Edmund Optics, Inc. v. Semrock, Inc.
Addressing the admissibility of testimony from prior proceedings, the U. S. Patent and Trademark Office Patent Trial and Appeal Board (PTAB or Board) denied the petitioner’s motion to exclude the prior testimony of its own expert. Edmund Optics, Inc. v. Semrock, Inc. IPR2014-00583 (PTAB, Sep. 9, 2015) (Capp, APJ).
Edmund Optics (Edmund) filed petitions requesting inter partes review (IPR) of two related patents belonging to Semrock. Both requests were instituted (hereinafter the “First Case” and the “Second Case”). Because the two cases involved related patents, Edmund used the same technical expert for both proceedings. To support its claim construction in the First Case, Semrock introduced the Edmund’s expert testimony from the Second Case. In particular, Semrock submitted deposition and declaration testimony from Edmund’s expert in the Second Case with its papers in the First Case. Edmund objected to Semrock’s maneuver and filed a motion to exclude.

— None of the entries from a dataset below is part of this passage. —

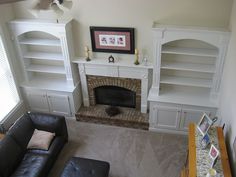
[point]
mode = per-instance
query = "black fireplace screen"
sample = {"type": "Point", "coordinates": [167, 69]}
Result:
{"type": "Point", "coordinates": [115, 96]}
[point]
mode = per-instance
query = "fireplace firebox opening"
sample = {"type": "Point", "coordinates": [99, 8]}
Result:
{"type": "Point", "coordinates": [115, 96]}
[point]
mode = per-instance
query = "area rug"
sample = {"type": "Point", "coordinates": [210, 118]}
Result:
{"type": "Point", "coordinates": [130, 152]}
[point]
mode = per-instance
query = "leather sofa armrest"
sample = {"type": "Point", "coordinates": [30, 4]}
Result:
{"type": "Point", "coordinates": [50, 122]}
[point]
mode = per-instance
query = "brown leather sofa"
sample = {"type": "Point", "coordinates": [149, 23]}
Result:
{"type": "Point", "coordinates": [18, 161]}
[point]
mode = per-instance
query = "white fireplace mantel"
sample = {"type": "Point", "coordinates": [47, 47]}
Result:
{"type": "Point", "coordinates": [122, 68]}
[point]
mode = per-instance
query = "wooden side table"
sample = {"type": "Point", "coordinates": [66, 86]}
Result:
{"type": "Point", "coordinates": [192, 170]}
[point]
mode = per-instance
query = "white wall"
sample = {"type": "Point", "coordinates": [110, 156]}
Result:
{"type": "Point", "coordinates": [139, 14]}
{"type": "Point", "coordinates": [227, 108]}
{"type": "Point", "coordinates": [7, 14]}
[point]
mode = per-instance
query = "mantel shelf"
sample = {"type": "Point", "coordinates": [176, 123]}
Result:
{"type": "Point", "coordinates": [188, 67]}
{"type": "Point", "coordinates": [190, 51]}
{"type": "Point", "coordinates": [119, 62]}
{"type": "Point", "coordinates": [39, 41]}
{"type": "Point", "coordinates": [186, 81]}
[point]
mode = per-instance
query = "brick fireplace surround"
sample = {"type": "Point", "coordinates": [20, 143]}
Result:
{"type": "Point", "coordinates": [130, 84]}
{"type": "Point", "coordinates": [122, 73]}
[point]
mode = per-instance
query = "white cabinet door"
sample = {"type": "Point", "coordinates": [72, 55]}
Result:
{"type": "Point", "coordinates": [59, 104]}
{"type": "Point", "coordinates": [168, 117]}
{"type": "Point", "coordinates": [37, 101]}
{"type": "Point", "coordinates": [190, 116]}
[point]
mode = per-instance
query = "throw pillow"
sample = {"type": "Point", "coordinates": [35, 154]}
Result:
{"type": "Point", "coordinates": [40, 140]}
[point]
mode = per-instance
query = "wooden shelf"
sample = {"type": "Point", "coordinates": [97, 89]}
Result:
{"type": "Point", "coordinates": [186, 81]}
{"type": "Point", "coordinates": [44, 56]}
{"type": "Point", "coordinates": [188, 67]}
{"type": "Point", "coordinates": [190, 51]}
{"type": "Point", "coordinates": [46, 69]}
{"type": "Point", "coordinates": [49, 83]}
{"type": "Point", "coordinates": [38, 41]}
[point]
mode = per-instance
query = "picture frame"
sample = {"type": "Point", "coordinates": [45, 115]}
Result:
{"type": "Point", "coordinates": [213, 153]}
{"type": "Point", "coordinates": [112, 39]}
{"type": "Point", "coordinates": [205, 141]}
{"type": "Point", "coordinates": [204, 124]}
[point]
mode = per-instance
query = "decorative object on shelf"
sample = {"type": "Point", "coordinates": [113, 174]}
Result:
{"type": "Point", "coordinates": [211, 173]}
{"type": "Point", "coordinates": [214, 119]}
{"type": "Point", "coordinates": [213, 153]}
{"type": "Point", "coordinates": [112, 39]}
{"type": "Point", "coordinates": [86, 50]}
{"type": "Point", "coordinates": [205, 141]}
{"type": "Point", "coordinates": [204, 124]}
{"type": "Point", "coordinates": [111, 59]}
{"type": "Point", "coordinates": [58, 6]}
{"type": "Point", "coordinates": [136, 62]}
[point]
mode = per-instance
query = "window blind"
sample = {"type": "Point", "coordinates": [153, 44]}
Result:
{"type": "Point", "coordinates": [9, 97]}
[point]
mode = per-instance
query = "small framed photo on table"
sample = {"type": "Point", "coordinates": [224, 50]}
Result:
{"type": "Point", "coordinates": [213, 153]}
{"type": "Point", "coordinates": [204, 124]}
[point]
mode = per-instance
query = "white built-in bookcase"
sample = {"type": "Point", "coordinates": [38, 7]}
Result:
{"type": "Point", "coordinates": [188, 65]}
{"type": "Point", "coordinates": [45, 49]}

In its motion, Edmund argued that testimony from its expert in the related proceeding was inadmissible because the testimony was outside the scope of its expert’s testimony in the First Case, because it was hearsay and because the testimony was not relevant to the claims sought to be construed. With respect to deposition testimony, Edmund further averred that the parties agreed to treat the depositions in the two cases as separate—assigning separate days for each proceeding.
Going a step further, Edmund argued that “admissions” by its expert in the instant proceeding (i.e., First Case) were also inadmissible. Edmund alleged that its expert did not understand the legal significance of the term “disclose” when cross-examined about whether the prior art failed to disclose elements of the claimed invention.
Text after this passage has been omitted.